I went to school in an environment where in general the idea of equality for LGBTIQ people was not really even on the agenda. Horrible and despicable things were said about LGBTIQ people. In my lack of knowledge and understanding, I was a part of the problem. I partook in some of those conversations too.
My good evangelical Christian heritage did not help me in this regard. From the pulpit, these orientations were commonly proclaimed an aberration to acceptable human expression.
At the age of 19, a close friend came out. Suddenly the aberration of what I believed was tested. Suddenly I was faced with the reality of a very close friend bearing all before me juxtaposed to what I thought based on what I had been told. I entered what could be termed a crisis of conscience.
I vividly recall where I was on that night. I vividly recall the crises of conscience I experienced in that moment. It was painful, uncomfortable and it was a pivotal moment. In that moment, I had to make a choice. I had to make a choice for humanity or the status quo. I chose humanity and began a long journey that took me from discrimination through tolerance to acceptance and on to celebration. It hasn’t been easy but it has been incredible, rewarding and I am much the better person for it.
You may wonder what that story has to do with autism and being autistic. You may wonder why I shared that with you, for what purpose.
I shared it because this journey to acceptance and celebration in terms of LGBTIQ human people has many parallels to the journey that needs to occur with autism and autistics.
Yes, that’s right. That journey is similar.
When I was born in 1970, homosexuality was a disorder listed in the DSM. It was officially removed during the 1970’s in either an update to the DSMII or in the DSMIII. As I grew up the talk, the rhetoric and the reality of homosexuality grew and changed. Laws were changed, rights were granted.
But in the meantime, many were hurt. Shamefully, I am sure I hurt some too in my ignorance. Last year we saw the USA landmark supreme court decision granting marriage equality.
Currently, autism is listed in the DSM as a disorder. Autistic pride is on the rise. We light it up Gold in the face of the pathology focussed light it up blue. We embrace the neurodiversity paradigm, in the face of a media environment that continues with a negative narrative of less not different.
We boldly claim no cure is required. We advocate for acceptance not cure. We speak out against harmful treatments.
In these actions, I see parallels between the actions and advocacy taken by those in the LGBTIQ movements.
It is not the same of course. The issues are different, of course.

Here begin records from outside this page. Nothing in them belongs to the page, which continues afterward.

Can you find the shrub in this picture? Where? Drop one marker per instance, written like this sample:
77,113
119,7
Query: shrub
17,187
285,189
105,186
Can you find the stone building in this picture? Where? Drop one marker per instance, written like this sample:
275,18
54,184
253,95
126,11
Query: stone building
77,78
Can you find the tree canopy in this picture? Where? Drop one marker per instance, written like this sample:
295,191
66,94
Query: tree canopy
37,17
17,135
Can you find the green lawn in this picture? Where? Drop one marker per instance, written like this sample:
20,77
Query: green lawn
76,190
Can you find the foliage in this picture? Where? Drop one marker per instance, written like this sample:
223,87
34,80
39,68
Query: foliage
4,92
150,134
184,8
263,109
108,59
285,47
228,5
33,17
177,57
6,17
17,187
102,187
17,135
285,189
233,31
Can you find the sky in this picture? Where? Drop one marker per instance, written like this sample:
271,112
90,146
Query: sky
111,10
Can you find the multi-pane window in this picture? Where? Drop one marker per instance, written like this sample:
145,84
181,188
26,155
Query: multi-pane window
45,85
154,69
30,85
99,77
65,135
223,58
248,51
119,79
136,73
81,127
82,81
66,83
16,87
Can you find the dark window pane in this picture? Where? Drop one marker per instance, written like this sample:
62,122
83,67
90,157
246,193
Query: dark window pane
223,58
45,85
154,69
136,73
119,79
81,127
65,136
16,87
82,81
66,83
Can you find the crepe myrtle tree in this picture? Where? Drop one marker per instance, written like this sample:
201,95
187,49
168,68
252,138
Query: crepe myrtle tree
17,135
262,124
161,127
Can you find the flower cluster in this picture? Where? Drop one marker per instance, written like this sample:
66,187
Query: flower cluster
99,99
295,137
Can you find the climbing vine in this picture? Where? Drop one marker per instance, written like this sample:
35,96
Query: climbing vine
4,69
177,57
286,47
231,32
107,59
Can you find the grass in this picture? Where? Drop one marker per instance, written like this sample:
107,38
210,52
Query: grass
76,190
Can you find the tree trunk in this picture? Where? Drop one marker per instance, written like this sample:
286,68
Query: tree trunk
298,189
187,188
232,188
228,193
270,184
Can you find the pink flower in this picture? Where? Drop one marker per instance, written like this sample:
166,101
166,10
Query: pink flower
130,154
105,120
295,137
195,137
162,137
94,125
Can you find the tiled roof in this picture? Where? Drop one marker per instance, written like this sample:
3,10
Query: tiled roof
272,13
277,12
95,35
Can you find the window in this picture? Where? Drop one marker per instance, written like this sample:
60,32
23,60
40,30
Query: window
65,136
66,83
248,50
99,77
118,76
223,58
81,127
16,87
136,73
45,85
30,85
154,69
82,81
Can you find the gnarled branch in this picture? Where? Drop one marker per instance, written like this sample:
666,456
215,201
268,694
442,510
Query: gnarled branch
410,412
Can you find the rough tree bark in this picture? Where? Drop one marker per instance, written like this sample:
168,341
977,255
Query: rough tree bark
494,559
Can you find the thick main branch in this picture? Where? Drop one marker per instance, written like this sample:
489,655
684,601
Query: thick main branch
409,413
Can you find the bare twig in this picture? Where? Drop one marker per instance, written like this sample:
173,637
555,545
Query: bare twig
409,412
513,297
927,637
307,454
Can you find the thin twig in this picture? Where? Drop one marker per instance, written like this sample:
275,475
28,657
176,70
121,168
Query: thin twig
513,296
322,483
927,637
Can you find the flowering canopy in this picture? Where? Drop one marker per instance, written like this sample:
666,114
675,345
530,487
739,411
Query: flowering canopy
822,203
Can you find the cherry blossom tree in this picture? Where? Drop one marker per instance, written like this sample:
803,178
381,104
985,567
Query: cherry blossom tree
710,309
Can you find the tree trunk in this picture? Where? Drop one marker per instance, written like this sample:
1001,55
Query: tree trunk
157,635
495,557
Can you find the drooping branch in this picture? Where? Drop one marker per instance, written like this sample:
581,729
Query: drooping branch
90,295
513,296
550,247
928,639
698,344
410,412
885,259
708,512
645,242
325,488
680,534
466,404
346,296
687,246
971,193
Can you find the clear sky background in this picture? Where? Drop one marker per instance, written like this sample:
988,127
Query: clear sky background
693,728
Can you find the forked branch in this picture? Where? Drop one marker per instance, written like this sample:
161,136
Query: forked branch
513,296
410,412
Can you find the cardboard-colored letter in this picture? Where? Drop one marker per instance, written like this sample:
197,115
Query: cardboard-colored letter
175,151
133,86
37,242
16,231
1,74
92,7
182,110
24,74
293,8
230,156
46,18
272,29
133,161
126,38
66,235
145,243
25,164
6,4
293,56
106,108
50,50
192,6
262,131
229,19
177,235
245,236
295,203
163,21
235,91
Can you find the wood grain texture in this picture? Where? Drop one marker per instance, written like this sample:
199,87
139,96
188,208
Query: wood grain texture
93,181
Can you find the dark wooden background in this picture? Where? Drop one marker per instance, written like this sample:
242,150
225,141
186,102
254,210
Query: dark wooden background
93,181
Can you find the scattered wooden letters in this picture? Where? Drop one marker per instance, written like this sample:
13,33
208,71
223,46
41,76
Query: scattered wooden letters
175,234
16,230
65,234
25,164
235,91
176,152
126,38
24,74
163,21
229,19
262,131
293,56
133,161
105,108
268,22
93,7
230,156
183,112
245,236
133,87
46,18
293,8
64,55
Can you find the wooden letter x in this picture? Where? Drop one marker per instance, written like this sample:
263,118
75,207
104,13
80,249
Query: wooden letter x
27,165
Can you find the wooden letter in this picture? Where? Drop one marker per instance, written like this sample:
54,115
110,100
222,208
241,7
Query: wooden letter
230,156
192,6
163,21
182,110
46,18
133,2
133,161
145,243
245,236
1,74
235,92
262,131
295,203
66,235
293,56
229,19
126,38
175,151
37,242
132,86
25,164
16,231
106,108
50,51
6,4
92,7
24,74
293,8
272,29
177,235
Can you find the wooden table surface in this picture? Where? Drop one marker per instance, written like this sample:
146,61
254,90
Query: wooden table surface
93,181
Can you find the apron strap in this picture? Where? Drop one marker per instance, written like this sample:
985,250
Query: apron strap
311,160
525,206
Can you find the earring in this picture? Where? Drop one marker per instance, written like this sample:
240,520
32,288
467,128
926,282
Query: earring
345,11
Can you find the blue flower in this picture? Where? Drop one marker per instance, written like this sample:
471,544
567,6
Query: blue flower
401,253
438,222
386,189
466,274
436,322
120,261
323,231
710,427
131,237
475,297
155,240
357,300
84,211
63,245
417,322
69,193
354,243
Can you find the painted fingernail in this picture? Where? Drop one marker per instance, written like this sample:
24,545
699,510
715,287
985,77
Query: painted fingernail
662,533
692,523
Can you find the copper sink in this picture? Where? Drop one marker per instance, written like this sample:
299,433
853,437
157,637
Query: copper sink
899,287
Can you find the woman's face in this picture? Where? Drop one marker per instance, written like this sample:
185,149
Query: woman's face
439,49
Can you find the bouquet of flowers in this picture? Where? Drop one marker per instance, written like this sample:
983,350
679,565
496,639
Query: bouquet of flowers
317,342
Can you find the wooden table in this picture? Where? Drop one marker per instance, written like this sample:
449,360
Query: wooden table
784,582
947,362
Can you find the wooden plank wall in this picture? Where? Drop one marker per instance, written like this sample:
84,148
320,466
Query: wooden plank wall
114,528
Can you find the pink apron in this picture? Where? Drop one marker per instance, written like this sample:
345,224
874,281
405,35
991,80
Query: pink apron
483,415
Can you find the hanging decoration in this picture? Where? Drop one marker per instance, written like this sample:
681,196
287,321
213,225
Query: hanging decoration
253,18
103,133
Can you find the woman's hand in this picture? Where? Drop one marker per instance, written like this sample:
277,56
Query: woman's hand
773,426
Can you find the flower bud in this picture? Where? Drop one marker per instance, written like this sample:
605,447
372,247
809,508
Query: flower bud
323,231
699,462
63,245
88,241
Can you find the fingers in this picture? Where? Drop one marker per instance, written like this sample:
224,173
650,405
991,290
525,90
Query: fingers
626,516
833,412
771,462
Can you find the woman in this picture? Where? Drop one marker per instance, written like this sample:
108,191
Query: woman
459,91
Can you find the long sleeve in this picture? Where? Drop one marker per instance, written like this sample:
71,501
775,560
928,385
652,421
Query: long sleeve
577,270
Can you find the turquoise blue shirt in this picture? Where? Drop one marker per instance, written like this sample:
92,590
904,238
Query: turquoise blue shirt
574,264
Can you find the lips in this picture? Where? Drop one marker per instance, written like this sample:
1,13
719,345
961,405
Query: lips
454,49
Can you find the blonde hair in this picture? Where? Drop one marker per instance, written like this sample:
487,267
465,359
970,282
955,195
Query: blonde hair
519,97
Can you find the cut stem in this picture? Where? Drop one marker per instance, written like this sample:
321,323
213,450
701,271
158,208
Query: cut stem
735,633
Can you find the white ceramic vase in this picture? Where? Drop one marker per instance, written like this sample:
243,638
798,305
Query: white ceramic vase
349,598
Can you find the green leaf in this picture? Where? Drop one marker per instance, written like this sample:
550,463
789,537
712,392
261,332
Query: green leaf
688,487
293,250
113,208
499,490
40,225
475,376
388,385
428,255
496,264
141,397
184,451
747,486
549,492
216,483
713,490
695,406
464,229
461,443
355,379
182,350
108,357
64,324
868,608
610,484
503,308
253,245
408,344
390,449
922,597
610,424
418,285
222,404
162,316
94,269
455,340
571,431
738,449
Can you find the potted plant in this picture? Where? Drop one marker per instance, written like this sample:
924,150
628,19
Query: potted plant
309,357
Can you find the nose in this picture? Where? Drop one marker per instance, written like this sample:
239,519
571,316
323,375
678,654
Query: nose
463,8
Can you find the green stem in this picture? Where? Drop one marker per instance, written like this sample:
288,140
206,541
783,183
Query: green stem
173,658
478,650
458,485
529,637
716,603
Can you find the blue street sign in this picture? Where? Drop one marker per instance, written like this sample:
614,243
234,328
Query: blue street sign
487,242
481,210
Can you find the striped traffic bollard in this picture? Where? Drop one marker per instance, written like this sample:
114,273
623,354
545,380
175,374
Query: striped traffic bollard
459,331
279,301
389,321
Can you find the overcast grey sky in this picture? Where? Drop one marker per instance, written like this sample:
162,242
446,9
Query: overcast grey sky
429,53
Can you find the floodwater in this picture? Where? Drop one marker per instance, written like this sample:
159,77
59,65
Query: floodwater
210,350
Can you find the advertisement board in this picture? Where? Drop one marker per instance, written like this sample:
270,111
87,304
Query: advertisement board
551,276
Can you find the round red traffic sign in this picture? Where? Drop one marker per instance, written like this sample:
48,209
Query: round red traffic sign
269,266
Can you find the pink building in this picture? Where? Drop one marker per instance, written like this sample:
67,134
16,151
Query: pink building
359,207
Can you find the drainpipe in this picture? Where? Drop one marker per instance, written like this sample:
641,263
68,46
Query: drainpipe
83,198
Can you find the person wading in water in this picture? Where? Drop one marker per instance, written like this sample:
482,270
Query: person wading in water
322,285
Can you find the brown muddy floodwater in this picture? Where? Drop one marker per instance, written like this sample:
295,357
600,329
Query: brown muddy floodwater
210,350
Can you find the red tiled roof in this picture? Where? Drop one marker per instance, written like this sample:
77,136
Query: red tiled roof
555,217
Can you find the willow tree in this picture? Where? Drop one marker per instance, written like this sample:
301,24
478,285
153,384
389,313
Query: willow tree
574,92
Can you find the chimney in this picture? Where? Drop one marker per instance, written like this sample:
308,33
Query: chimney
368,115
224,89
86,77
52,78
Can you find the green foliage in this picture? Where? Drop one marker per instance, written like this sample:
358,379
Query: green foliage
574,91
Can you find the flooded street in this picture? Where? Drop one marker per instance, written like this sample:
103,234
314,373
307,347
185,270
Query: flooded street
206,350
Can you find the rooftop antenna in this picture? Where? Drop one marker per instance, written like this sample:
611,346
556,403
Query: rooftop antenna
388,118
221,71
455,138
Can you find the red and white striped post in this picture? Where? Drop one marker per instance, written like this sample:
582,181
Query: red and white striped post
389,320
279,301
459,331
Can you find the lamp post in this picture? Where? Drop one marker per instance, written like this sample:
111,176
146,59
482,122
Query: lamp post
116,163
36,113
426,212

Yet there are similarities and shared experiences.
I have friends that were subjected to aversion therapies and change therapy programs to “Cure” them from their sexual orientation.
Foundational practices of ABA therapies draw from these processes also, aversions are used and encouraged.
Many non-heterosexuals have developed mental health issues such as severe anxiety, depression and PTSD. Just as many from the autistic community who have been subjected to ABA and similar therapies have developed these conditions also.
There is already a vast number of autistics who have been subjected to hurtful, dangerous and at times abusive treatments to cure them of their so-called disorder.
This has to stop.
I long for the day when we as the autistic communities are able to look back and see the concept of autism as a disorder behind us and celebrate the embracing of the neurodiversity paradigm. A new dawn if you like where difference is not just tolerated but accepted and celebrated. When parents of autistics don’t have to fight for their children to be accommodated and have their sensory needs taken into account.
Until then I for one will continue to proclaim. I am not sick, I am not diseased and I am not disordered. I am autistic. I am different not less. I long for that day to come but I will not be silent.